The case is still evolving, but there are a few lessons we can all learn and teach our patients and their families. (1) It is wise to express one’s wishes for intensity of medical treatment in a clearly written document. This should be done early, when the individual involved is alert, oriented, lucid and capable of expressing his/her wishes; (2) When complex estate issues are at stake, seek the help of a competent elder law or estate planning attorney to assist you; (3) Everyone over 18 should have an advance health care directive or Durable Power of Attorney for Health Care. The assistance of an attorney for DPAHC is not necessary, but it is very important for each person to name individuals to make decisions on whom they can rely to honor their wishes, and to speak up for them when they are unable to speak for themselves; and (4) Individuals with advanced, chronic or progressive illness should have a conversation with their health provider and execute a Physician’s Order for Life Sustaining Treatment (POLST) form as they near the end of life. 

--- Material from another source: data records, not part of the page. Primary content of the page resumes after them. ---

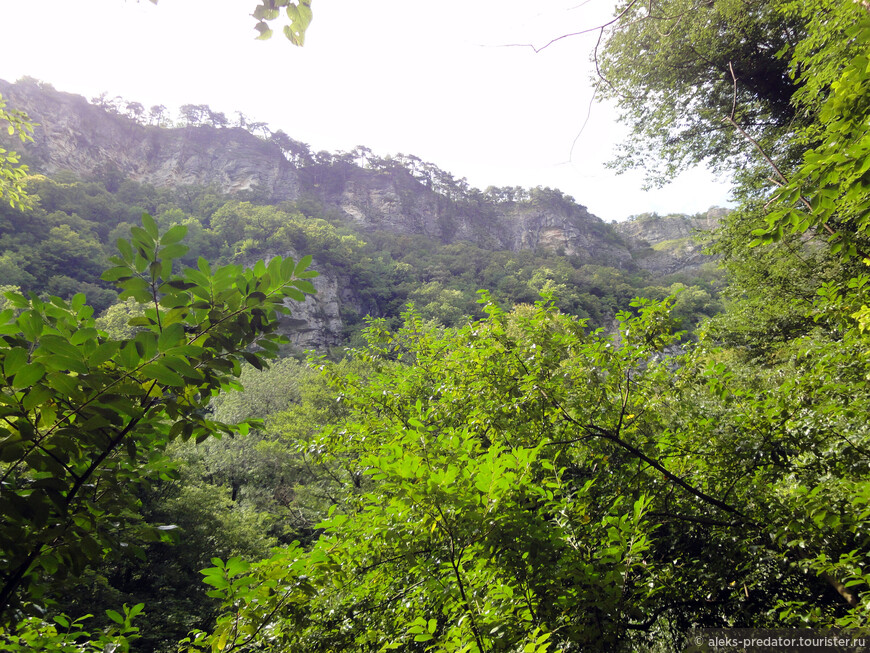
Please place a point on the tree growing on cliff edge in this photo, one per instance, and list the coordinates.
(12, 173)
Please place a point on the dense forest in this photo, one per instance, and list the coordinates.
(506, 449)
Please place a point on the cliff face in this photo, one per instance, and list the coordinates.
(672, 243)
(77, 136)
(397, 202)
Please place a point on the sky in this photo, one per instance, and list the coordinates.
(440, 80)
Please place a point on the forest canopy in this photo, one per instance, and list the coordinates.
(518, 474)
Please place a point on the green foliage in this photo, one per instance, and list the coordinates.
(86, 417)
(668, 66)
(65, 635)
(298, 14)
(12, 173)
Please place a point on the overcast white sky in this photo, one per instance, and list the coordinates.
(422, 77)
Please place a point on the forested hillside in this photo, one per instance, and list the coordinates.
(515, 427)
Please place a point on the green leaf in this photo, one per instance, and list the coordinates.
(157, 370)
(15, 359)
(174, 235)
(28, 375)
(176, 250)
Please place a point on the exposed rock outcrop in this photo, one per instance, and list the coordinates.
(83, 138)
(671, 243)
(78, 136)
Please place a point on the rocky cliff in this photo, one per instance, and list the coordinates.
(77, 136)
(671, 243)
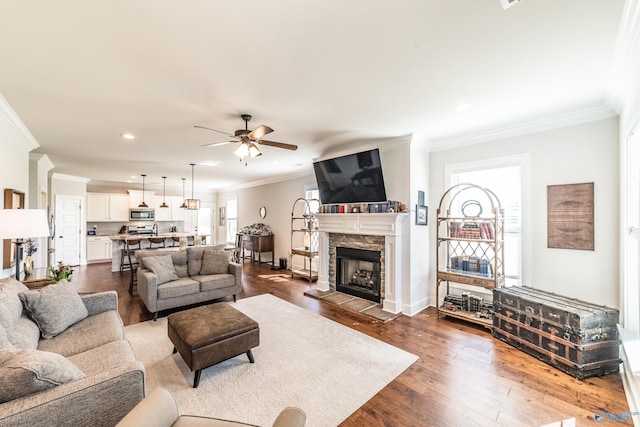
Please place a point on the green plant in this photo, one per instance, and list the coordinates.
(61, 272)
(30, 246)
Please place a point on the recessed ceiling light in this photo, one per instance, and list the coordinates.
(211, 163)
(462, 107)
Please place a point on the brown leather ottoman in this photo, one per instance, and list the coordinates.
(211, 334)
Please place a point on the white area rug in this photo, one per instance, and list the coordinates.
(303, 360)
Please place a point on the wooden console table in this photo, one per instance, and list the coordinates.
(38, 279)
(257, 245)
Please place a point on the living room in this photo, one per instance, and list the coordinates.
(587, 144)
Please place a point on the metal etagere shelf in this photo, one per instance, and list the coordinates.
(304, 239)
(469, 251)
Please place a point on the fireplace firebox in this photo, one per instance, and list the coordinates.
(358, 273)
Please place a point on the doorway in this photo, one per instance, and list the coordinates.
(67, 240)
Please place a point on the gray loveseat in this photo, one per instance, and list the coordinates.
(87, 374)
(169, 278)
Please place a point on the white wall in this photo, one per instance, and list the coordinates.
(15, 144)
(403, 161)
(582, 153)
(420, 251)
(278, 198)
(67, 185)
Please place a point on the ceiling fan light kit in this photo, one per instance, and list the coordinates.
(192, 204)
(143, 204)
(249, 140)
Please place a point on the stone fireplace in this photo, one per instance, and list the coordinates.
(357, 271)
(374, 272)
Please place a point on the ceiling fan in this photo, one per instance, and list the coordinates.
(248, 139)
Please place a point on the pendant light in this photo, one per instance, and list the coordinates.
(183, 205)
(193, 204)
(164, 186)
(143, 204)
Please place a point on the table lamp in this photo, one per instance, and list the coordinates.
(22, 224)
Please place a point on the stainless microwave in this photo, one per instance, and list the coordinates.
(140, 214)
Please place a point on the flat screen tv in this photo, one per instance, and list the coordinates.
(353, 178)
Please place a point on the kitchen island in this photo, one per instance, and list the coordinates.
(119, 241)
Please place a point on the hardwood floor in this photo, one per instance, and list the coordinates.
(464, 376)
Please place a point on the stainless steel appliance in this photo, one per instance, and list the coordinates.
(147, 230)
(139, 214)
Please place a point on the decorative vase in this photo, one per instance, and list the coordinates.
(28, 265)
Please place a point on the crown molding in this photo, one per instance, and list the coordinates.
(625, 63)
(527, 128)
(69, 178)
(43, 159)
(16, 127)
(270, 180)
(382, 144)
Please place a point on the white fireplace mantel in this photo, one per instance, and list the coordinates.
(382, 224)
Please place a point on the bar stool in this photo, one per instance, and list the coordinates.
(160, 241)
(247, 243)
(128, 259)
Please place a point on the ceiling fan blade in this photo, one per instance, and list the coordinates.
(215, 144)
(278, 144)
(259, 132)
(206, 128)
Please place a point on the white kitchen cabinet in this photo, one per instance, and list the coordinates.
(105, 207)
(98, 248)
(172, 213)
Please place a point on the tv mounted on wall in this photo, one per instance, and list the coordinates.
(353, 178)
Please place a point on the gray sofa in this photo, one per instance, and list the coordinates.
(189, 276)
(87, 374)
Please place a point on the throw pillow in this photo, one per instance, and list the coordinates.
(194, 260)
(27, 371)
(25, 333)
(180, 263)
(214, 262)
(54, 308)
(10, 305)
(162, 267)
(4, 340)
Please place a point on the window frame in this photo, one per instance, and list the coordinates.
(521, 160)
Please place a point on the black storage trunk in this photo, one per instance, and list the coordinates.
(573, 336)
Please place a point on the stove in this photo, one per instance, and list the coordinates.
(148, 230)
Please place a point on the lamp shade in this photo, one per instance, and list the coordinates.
(23, 223)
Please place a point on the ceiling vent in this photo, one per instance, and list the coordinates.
(508, 3)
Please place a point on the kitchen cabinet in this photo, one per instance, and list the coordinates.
(173, 212)
(98, 248)
(105, 207)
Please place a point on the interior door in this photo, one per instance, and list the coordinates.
(68, 229)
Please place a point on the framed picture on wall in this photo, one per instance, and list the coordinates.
(13, 199)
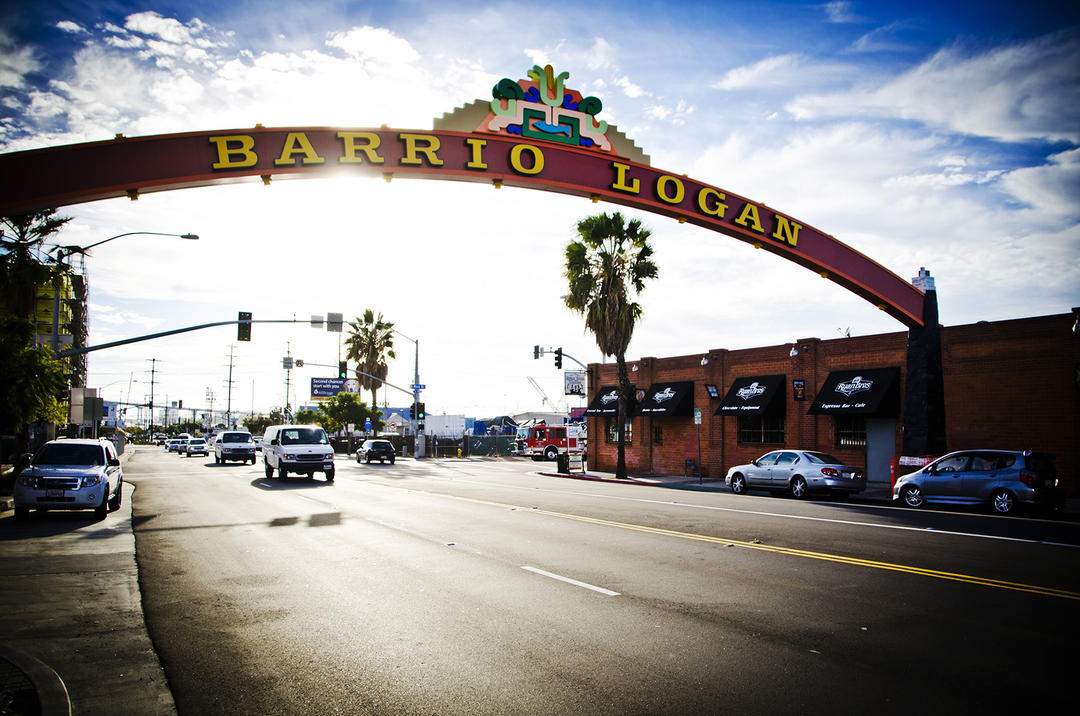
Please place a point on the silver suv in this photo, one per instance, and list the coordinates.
(70, 474)
(234, 445)
(1001, 478)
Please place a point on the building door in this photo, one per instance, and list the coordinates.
(880, 448)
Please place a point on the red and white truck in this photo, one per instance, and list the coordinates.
(545, 442)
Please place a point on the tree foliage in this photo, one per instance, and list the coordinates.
(306, 417)
(338, 411)
(257, 423)
(32, 386)
(370, 342)
(606, 268)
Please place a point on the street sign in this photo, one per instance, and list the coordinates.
(326, 387)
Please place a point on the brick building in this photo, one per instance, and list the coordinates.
(1012, 384)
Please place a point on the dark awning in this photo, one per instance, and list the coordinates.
(869, 391)
(670, 399)
(606, 402)
(754, 395)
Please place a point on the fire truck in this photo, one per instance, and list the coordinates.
(544, 442)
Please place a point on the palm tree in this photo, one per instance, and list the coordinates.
(370, 342)
(606, 268)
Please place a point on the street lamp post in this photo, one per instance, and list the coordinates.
(418, 434)
(65, 252)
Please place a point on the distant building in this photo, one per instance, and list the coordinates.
(1010, 384)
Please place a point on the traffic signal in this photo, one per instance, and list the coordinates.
(243, 329)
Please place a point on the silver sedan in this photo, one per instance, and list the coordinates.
(797, 473)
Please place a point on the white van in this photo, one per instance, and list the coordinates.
(301, 449)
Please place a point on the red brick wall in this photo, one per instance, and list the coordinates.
(1009, 383)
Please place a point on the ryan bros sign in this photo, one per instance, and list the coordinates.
(534, 133)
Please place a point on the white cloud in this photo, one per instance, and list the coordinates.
(775, 70)
(374, 44)
(68, 26)
(15, 63)
(1017, 92)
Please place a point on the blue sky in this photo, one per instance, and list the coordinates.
(934, 134)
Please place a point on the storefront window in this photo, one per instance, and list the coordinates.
(612, 433)
(850, 431)
(761, 430)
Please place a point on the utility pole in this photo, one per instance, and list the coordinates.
(149, 422)
(228, 404)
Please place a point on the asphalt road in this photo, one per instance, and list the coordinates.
(483, 588)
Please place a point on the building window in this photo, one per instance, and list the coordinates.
(612, 434)
(761, 429)
(850, 431)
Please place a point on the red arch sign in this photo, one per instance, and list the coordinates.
(569, 154)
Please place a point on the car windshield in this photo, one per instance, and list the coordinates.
(822, 458)
(304, 436)
(77, 455)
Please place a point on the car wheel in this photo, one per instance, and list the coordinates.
(798, 487)
(912, 496)
(738, 484)
(1003, 502)
(117, 499)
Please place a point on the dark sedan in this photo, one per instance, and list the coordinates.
(376, 449)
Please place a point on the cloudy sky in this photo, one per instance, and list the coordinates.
(923, 134)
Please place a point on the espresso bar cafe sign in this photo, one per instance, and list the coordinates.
(532, 133)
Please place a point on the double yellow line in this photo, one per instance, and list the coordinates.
(983, 581)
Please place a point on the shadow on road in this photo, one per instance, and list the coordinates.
(292, 483)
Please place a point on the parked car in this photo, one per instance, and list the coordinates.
(197, 446)
(797, 473)
(70, 474)
(304, 449)
(234, 445)
(376, 449)
(1003, 480)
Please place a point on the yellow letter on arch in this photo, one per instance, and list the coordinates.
(297, 143)
(226, 153)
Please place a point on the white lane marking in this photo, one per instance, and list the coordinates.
(785, 516)
(569, 581)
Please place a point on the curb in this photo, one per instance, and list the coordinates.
(52, 694)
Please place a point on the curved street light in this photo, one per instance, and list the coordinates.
(63, 252)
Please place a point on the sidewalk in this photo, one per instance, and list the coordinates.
(71, 623)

The skill for determining decisional capacity should be acquired by all physicians caring for elderly patients; indeed, we are tasked with making a general determination of capacity on most nursing home history and physical documents. Also we should keep in mind that capacity decisions by their very nature may be decision specific.  This means that individual decisions may be open to challenge.   However, I was advised by one of my geropsychiatry colleagues, that  a PCP or treating Psychiatrist should  consider referring their  patient to another physician for a consultation to determine capacity—especially when it may not be completely clear from the attending physician’s initial evaluation. Another reason to consider this course of action has to do with physician-patient relations and possible conflict of interest or lack of objectivity.